Dual Tax Obligations: Coordination Is Key
Being a US citizen abroad means dealing with two tax systems at once. You will always have to file with the IRS, no matter where you live, and once you have been in the UK for four years, you will also fall under UK tax on your worldwide income and gains.
This dual exposure does not have to be a hinderance, but success depends on proactive coordination between your US and UK advisers. Dual filing can work smoothly, but only if your advisers talk to each other and align strategies from the outset.
Understanding Entry Costs and the FIG Regime
The cost of entering the UK property market has risen sharply in recent years. Stamp Duty Land Tax (SDLT) can reach up to 12% on properties above £1.5 million, plus a 5% surcharge for additional homes and an extra 2% for overseas buyers. As Ashley rightly pointed out during our session, understanding these costs upfront is critical.
In addition, the High Value Council Tax Surcharge (HVCTS) was announced as part of the 2025 Autumn Budget. Coming into effect from 1 April 2028, properties worth more than £2 million will suffer a flat rate surcharge in line with the below table:
| Property Value Threshold | HVCTS Rate |
| £2 – £2.5 million | £2,500 |
| £2.5 – £3.5 million | £3,500 |
| £3.5 – £5 million | £5,000 |
| £5 million + | £7,500 |
The UK introduced a new Foreign Income and Gains (FIG) regime in April 2025, which offers up to four years of exemption from UK taxation on non-UK income and gains for individuals who have not been UK tax resident in the previous ten years.
For many Americans moving here, this regime provides valuable clarity. It gives newcomers time to plan effectively, perhaps rent first, and bring funds into the UK without immediate tax exposure. This can be helpful when needing to fund the up-front cost of SDLT. After the four year window, however, your global income and gains will come fully within UK scope, so ongoing reviews are essential to remain efficient.
Managing Money Flows and Currency Risk
Transferring money across borders is another area that requires caution. Bringing funds into the UK that include income or gains not previously taxed in the UK can inadvertently trigger a UK tax liability. Before moving any money, it is important to get specialist advice to ensure you do not create a taxable event by mistake.
Currency fluctuations can also have an unexpected tax impact. I have seen “dry” tax charges arise simply from loan repayments or refinancing during volatile exchange rate periods. Coordinating between your mortgage and tax advisers can go a long way toward reducing this risk.

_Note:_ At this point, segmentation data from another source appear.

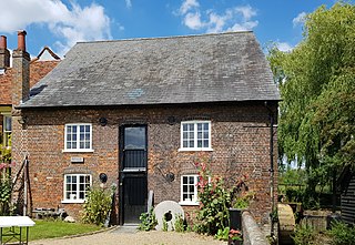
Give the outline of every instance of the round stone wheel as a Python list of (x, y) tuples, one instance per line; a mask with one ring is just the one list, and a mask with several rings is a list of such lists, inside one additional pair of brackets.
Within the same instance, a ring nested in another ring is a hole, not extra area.
[(178, 215), (183, 220), (185, 218), (184, 210), (174, 201), (163, 201), (159, 203), (154, 208), (154, 214), (158, 221), (155, 229), (162, 231), (163, 228), (163, 218), (165, 218), (168, 224), (168, 231), (174, 229), (174, 224)]
[(295, 216), (288, 204), (277, 204), (278, 215), (278, 242), (280, 244), (293, 244), (291, 235), (295, 231)]

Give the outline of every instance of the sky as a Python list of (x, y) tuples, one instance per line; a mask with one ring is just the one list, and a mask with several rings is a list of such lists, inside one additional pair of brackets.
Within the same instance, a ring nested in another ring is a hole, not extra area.
[[(0, 34), (17, 48), (27, 31), (36, 57), (49, 47), (63, 57), (79, 41), (254, 31), (264, 49), (292, 50), (304, 17), (335, 0), (0, 0)], [(353, 1), (351, 1), (353, 2)]]

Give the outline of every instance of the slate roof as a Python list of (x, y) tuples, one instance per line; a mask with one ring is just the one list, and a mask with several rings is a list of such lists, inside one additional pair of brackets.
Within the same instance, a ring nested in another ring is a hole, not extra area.
[(280, 100), (253, 32), (77, 43), (21, 108)]

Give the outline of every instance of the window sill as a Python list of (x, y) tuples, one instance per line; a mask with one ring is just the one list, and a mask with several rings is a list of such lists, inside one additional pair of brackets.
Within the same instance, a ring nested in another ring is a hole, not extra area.
[(199, 206), (200, 203), (196, 202), (179, 202), (180, 205), (182, 206)]
[(213, 152), (213, 149), (179, 149), (179, 152)]
[(63, 153), (72, 152), (72, 153), (85, 153), (85, 152), (94, 152), (93, 149), (71, 149), (71, 150), (62, 150)]
[(62, 200), (61, 203), (84, 203), (84, 200)]

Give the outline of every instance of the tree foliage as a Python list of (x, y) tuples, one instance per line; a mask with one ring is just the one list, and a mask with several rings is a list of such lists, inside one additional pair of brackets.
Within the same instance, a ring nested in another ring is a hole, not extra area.
[(302, 42), (271, 48), (268, 61), (282, 95), (280, 159), (304, 163), (317, 183), (355, 165), (355, 6), (320, 7), (305, 18)]

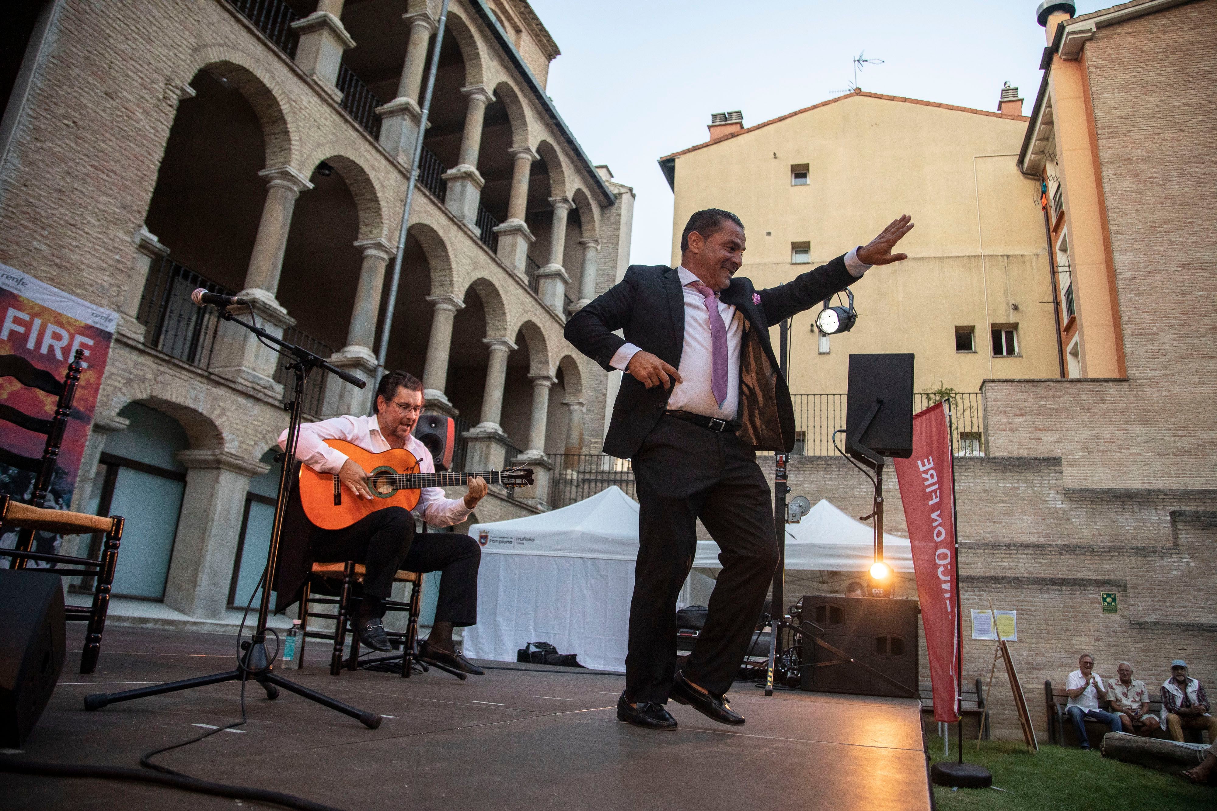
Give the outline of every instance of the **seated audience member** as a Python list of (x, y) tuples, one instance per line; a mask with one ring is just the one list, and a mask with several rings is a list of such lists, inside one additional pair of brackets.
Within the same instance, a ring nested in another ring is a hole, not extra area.
[(1078, 744), (1082, 749), (1089, 750), (1090, 738), (1086, 734), (1087, 719), (1109, 725), (1112, 732), (1123, 732), (1125, 727), (1118, 715), (1099, 709), (1099, 699), (1107, 697), (1107, 688), (1103, 686), (1103, 677), (1094, 672), (1094, 657), (1083, 653), (1077, 659), (1077, 666), (1078, 669), (1065, 680), (1065, 694), (1069, 697), (1065, 711), (1073, 721)]
[(1171, 677), (1162, 685), (1162, 720), (1173, 740), (1183, 740), (1184, 730), (1208, 730), (1208, 743), (1217, 742), (1217, 719), (1208, 714), (1208, 697), (1198, 678), (1188, 677), (1188, 663), (1171, 663)]
[(1145, 682), (1133, 678), (1133, 666), (1121, 661), (1116, 668), (1117, 678), (1107, 686), (1111, 711), (1120, 714), (1125, 732), (1149, 737), (1159, 731), (1157, 717), (1149, 713), (1149, 688)]

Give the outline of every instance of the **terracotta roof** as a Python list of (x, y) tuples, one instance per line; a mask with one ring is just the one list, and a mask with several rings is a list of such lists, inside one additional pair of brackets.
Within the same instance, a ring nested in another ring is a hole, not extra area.
[(741, 135), (746, 135), (748, 133), (752, 133), (753, 130), (758, 130), (762, 126), (769, 126), (770, 124), (776, 124), (778, 122), (784, 122), (787, 118), (793, 118), (795, 116), (801, 116), (801, 114), (811, 112), (813, 109), (818, 109), (820, 107), (826, 107), (828, 105), (835, 105), (836, 102), (839, 102), (839, 101), (841, 101), (843, 98), (853, 98), (854, 96), (863, 96), (865, 98), (882, 98), (885, 101), (903, 101), (903, 102), (909, 103), (909, 105), (921, 105), (922, 107), (941, 107), (942, 109), (955, 109), (955, 111), (959, 111), (961, 113), (974, 113), (976, 116), (988, 116), (991, 118), (1004, 118), (1004, 119), (1011, 120), (1011, 122), (1028, 122), (1028, 120), (1031, 120), (1026, 116), (1008, 116), (1008, 114), (1004, 114), (1004, 113), (989, 112), (987, 109), (975, 109), (972, 107), (959, 107), (957, 105), (943, 105), (943, 103), (940, 103), (937, 101), (922, 101), (920, 98), (905, 98), (904, 96), (885, 96), (885, 95), (877, 94), (877, 92), (867, 92), (865, 90), (854, 90), (853, 92), (847, 92), (843, 96), (837, 96), (836, 98), (829, 98), (828, 101), (821, 101), (818, 105), (812, 105), (811, 107), (803, 107), (802, 109), (796, 109), (792, 113), (786, 113), (785, 116), (779, 116), (778, 118), (770, 118), (767, 122), (761, 122), (759, 124), (753, 124), (752, 126), (748, 126), (747, 129), (738, 130), (735, 133), (731, 133), (730, 135), (724, 135), (723, 137), (717, 139), (714, 141), (706, 141), (705, 143), (697, 143), (696, 146), (691, 146), (688, 150), (680, 150), (679, 152), (673, 152), (672, 154), (666, 154), (662, 158), (660, 158), (660, 160), (667, 160), (669, 158), (677, 158), (677, 157), (682, 156), (682, 154), (688, 154), (689, 152), (694, 152), (696, 150), (701, 150), (703, 147), (712, 146), (714, 143), (722, 143), (723, 141), (729, 141), (733, 137), (739, 137)]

Estate Planning: Bridging Two Systems
Estate planning is often where the biggest disconnect occurs between US and UK rules. While the US estate tax exemption is further increasing to $15 million for 2026, and to be adjusted for inflation annually thereafter, the UK inheritance tax threshold starts at just £325,000 or increases to £500,000 with the residence nil rate band.
For mixed nationality couples, the rules can become especially complex because the respective spousal exemptions do not automatically apply across jurisdictions. In many cases, I recommend dual wills, one compliant with US law and another with UK law, as the most practical and efficient solution.
Equally important is maintaining good records. Keep detailed documentation of your property’s purchase price, mortgage repayments, and any improvements. You will need this for accurate capital gains reporting in both countries.
The Value of Integrated Advice
If there is one takeaway from all of this, it is that early, holistic advice matters. Too often, people act first and ask questions later, whether it is buying a home, refinancing, or moving capital. But when advisers collaborate early, the outcome is almost always better: fewer surprises, lower costs, and greater long-term flexibility.
The UK remains a highly attractive destination for American buyers, but navigating its dual tax environment demands foresight, simplicity, and teamwork. With the right planning, the cross border challenges are entirely manageable, and the rewards of getting it right are significant.